Superintendent Steve Joel announced he would be retiring at the end of the school year. Joel joined LPS in 2010 after serving as the superintendent for Grand Island Public Schools for 10 years. Joel’s first challenge at LPS came within his first year when a tragic fire resulted in a complete loss of the LPS District Office in 2011. During his time as superintendent, he has focused on comprehensive solutions to significant school and community issues. LPS has faced booming enrollment, adding approximately 5,700 students in the last 10 years, and passed two bond referendums to build new schools and renovate existing buildings while increasing school security measures and the technology infrastructure.
The Board held a four-month long national search for the next superintendent with a wide-range of community input sessions. In February of 2022, the Lincoln Board of Education announced Paul Gausman would be the next superintendent. Gausman had been the superintendent for Sioux City Community School District since 2014, during which time the school district has seen significant gains in academic achievement and the graduation rate. In December 2021, he was elected by superintendents from across the nation to serve as president of the Urban Superintendents Association of America.

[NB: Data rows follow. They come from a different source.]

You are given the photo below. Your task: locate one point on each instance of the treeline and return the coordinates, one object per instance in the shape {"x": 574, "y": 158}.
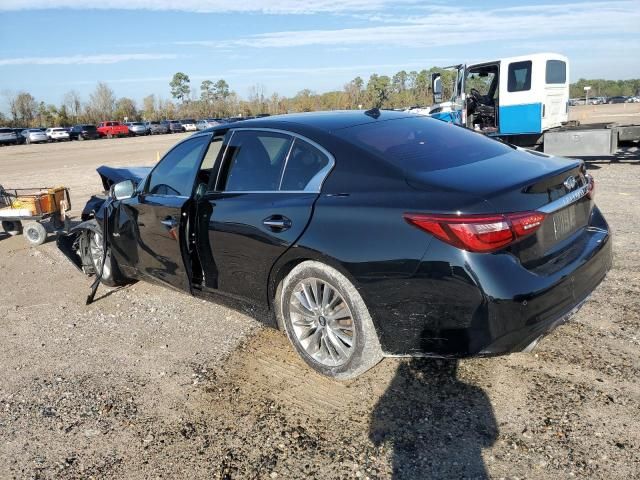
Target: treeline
{"x": 216, "y": 99}
{"x": 605, "y": 88}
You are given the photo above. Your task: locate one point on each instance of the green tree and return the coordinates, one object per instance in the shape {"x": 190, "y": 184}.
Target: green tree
{"x": 221, "y": 89}
{"x": 378, "y": 89}
{"x": 207, "y": 92}
{"x": 180, "y": 89}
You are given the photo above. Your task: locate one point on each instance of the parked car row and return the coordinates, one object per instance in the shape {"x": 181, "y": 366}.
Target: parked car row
{"x": 603, "y": 100}
{"x": 109, "y": 129}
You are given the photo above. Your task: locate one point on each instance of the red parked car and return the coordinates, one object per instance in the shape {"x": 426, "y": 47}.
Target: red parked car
{"x": 112, "y": 129}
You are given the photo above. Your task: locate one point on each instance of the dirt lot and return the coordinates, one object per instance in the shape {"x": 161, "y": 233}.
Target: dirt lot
{"x": 149, "y": 383}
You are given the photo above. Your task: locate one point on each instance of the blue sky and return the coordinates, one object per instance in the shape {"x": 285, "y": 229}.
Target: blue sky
{"x": 48, "y": 47}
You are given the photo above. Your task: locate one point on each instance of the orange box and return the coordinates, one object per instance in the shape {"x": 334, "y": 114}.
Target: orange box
{"x": 31, "y": 203}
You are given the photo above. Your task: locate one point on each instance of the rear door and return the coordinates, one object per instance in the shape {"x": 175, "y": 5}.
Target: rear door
{"x": 259, "y": 204}
{"x": 151, "y": 228}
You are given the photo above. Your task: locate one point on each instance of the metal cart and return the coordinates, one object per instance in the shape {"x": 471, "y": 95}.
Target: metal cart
{"x": 23, "y": 210}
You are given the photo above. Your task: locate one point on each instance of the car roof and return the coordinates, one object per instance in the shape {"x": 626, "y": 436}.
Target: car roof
{"x": 327, "y": 121}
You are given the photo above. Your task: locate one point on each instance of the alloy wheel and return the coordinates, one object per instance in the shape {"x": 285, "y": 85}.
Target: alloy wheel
{"x": 322, "y": 322}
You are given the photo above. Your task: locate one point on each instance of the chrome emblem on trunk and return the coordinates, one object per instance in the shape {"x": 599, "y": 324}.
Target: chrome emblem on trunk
{"x": 570, "y": 183}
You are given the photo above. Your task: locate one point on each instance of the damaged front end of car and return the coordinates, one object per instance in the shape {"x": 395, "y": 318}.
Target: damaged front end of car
{"x": 76, "y": 244}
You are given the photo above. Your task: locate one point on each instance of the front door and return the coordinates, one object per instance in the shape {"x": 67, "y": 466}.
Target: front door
{"x": 150, "y": 232}
{"x": 259, "y": 206}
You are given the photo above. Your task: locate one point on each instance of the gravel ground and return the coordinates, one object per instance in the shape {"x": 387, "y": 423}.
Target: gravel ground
{"x": 150, "y": 383}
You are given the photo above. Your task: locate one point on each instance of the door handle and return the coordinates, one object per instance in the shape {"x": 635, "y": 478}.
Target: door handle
{"x": 169, "y": 222}
{"x": 277, "y": 223}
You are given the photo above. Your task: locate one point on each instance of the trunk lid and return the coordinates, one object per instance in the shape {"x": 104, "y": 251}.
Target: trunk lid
{"x": 520, "y": 181}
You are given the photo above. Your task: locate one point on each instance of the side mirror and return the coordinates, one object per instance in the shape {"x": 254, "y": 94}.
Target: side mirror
{"x": 436, "y": 87}
{"x": 123, "y": 190}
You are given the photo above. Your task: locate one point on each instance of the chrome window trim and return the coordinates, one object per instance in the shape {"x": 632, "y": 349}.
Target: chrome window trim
{"x": 222, "y": 159}
{"x": 566, "y": 200}
{"x": 286, "y": 162}
{"x": 316, "y": 182}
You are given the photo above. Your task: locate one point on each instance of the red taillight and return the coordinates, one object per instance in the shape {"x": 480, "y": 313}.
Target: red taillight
{"x": 591, "y": 191}
{"x": 478, "y": 233}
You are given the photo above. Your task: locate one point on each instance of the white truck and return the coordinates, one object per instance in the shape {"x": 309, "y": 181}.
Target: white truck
{"x": 525, "y": 101}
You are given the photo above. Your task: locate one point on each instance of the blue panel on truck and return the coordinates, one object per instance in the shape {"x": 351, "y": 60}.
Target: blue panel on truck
{"x": 516, "y": 119}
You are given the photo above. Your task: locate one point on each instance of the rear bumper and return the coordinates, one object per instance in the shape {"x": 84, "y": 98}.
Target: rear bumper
{"x": 489, "y": 304}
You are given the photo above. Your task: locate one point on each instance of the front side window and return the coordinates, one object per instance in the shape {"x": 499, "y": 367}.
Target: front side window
{"x": 176, "y": 172}
{"x": 519, "y": 76}
{"x": 254, "y": 161}
{"x": 305, "y": 162}
{"x": 556, "y": 72}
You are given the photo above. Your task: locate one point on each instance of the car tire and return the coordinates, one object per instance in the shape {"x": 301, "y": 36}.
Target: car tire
{"x": 319, "y": 335}
{"x": 35, "y": 233}
{"x": 12, "y": 227}
{"x": 112, "y": 276}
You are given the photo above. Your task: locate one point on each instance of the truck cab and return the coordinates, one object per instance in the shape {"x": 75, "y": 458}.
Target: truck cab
{"x": 517, "y": 97}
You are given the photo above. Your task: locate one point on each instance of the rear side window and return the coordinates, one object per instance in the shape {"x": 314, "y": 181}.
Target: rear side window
{"x": 176, "y": 172}
{"x": 556, "y": 72}
{"x": 519, "y": 76}
{"x": 304, "y": 164}
{"x": 254, "y": 161}
{"x": 421, "y": 144}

Every LPS high school saw an increase in the number of students graduating over the previous years where there was a continuous slight decline. The LPS four-year graduation rate for the class of 2022 is up two points to 83.9%. This is the highest graduation rate for LPS since 2018. You can find more information about the 2022 graduation rates here.
Each year, the Nebraska Department of Education releases school accountability data using the AQuESTT Framework. AQuESTT stands for Accountability for a Quality Education System, Today and Tomorrow and includes state classifications and federal designations. 2022 is the first-time new classifications have been released since Fall 2019.

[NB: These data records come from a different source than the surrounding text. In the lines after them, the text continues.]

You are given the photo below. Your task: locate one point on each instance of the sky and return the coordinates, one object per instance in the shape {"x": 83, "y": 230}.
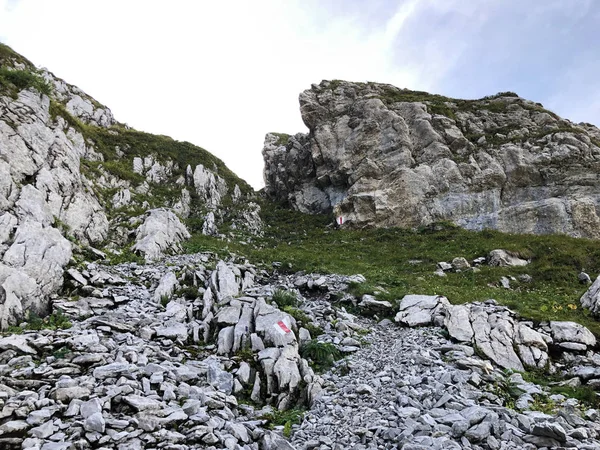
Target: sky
{"x": 221, "y": 74}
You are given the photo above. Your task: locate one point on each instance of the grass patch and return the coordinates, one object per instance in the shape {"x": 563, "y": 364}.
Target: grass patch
{"x": 322, "y": 354}
{"x": 14, "y": 81}
{"x": 304, "y": 242}
{"x": 8, "y": 56}
{"x": 55, "y": 321}
{"x": 285, "y": 419}
{"x": 585, "y": 394}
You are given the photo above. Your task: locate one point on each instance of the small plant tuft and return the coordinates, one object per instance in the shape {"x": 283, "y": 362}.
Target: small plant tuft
{"x": 284, "y": 298}
{"x": 322, "y": 354}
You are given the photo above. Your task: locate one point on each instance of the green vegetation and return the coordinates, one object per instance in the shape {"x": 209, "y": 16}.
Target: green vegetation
{"x": 55, "y": 321}
{"x": 8, "y": 56}
{"x": 305, "y": 242}
{"x": 124, "y": 256}
{"x": 13, "y": 81}
{"x": 322, "y": 354}
{"x": 284, "y": 298}
{"x": 285, "y": 419}
{"x": 188, "y": 292}
{"x": 303, "y": 320}
{"x": 585, "y": 394}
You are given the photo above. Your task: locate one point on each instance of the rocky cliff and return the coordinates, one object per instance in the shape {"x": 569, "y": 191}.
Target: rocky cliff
{"x": 71, "y": 177}
{"x": 382, "y": 156}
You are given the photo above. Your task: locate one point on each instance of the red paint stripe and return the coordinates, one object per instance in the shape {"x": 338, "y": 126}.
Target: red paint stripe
{"x": 284, "y": 327}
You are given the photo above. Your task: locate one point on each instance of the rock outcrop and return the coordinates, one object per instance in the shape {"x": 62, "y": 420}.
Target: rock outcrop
{"x": 497, "y": 332}
{"x": 382, "y": 156}
{"x": 591, "y": 299}
{"x": 72, "y": 177}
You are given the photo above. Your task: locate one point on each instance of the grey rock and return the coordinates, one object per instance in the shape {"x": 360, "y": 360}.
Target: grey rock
{"x": 572, "y": 332}
{"x": 503, "y": 258}
{"x": 591, "y": 299}
{"x": 379, "y": 161}
{"x": 161, "y": 232}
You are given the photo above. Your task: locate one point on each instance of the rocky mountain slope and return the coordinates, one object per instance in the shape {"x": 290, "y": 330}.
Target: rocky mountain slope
{"x": 382, "y": 156}
{"x": 72, "y": 178}
{"x": 109, "y": 342}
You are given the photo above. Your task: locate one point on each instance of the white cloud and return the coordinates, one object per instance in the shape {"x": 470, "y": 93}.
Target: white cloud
{"x": 222, "y": 74}
{"x": 218, "y": 74}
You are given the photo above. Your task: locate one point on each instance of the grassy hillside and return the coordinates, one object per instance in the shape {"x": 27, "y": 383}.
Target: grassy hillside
{"x": 398, "y": 262}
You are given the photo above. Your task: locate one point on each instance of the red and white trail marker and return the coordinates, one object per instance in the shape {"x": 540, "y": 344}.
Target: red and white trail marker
{"x": 282, "y": 328}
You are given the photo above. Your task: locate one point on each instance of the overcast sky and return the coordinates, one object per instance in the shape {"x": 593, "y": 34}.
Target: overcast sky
{"x": 221, "y": 74}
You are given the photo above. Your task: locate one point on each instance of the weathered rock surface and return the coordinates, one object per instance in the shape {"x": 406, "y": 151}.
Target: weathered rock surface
{"x": 63, "y": 182}
{"x": 496, "y": 331}
{"x": 381, "y": 156}
{"x": 161, "y": 232}
{"x": 591, "y": 299}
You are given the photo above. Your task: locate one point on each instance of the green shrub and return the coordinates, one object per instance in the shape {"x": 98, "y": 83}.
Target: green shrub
{"x": 188, "y": 292}
{"x": 285, "y": 418}
{"x": 55, "y": 321}
{"x": 322, "y": 354}
{"x": 284, "y": 298}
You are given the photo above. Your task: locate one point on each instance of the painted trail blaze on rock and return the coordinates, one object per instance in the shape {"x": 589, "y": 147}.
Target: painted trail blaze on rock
{"x": 282, "y": 328}
{"x": 389, "y": 157}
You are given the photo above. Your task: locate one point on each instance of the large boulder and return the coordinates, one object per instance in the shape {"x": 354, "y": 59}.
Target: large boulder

More information can be found on the Nebraska Department of Education website.
While schools across the nation continue to learn how much the COVID-19 pandemic impacted students, 2022 fall assessments showed that students in Lincoln continued to progress at a better pace than their peers.
LPS officials released their Fall 2022 Measure of Academic Progress (MAP) data, along with information from previous years prior to and during the pandemic. The MAP growth assessment is one of the nation’s most widely used and trusted assessments to measure academic achievement and growth in K-12 education. It is an adaptive test that allows educators to make real-time assessments of student learning and timely adjustments to provide learning interventions and extra supports for students. It can also be compared nationally with over 6 million students in grades 3-8 who also took MAP growth assessments in reading and mathematics.
Key takeaways LPS gained from the reading and math assessments include:
You can see more of the numbers on our website here.
LPS has a solid process for budget development, using a three-year forecasting and sustainability model to manage and stabilize the swings in state funding revenue. LPS is one of the lowest-spending school districts in the state for per-pupil costs and has been for decades – ranking 213 out of 244 school districts in Nebraska in per-pupil spending, more than $1,000 lower than the state average.
Instruction accounts for 81.34% of total expenditures!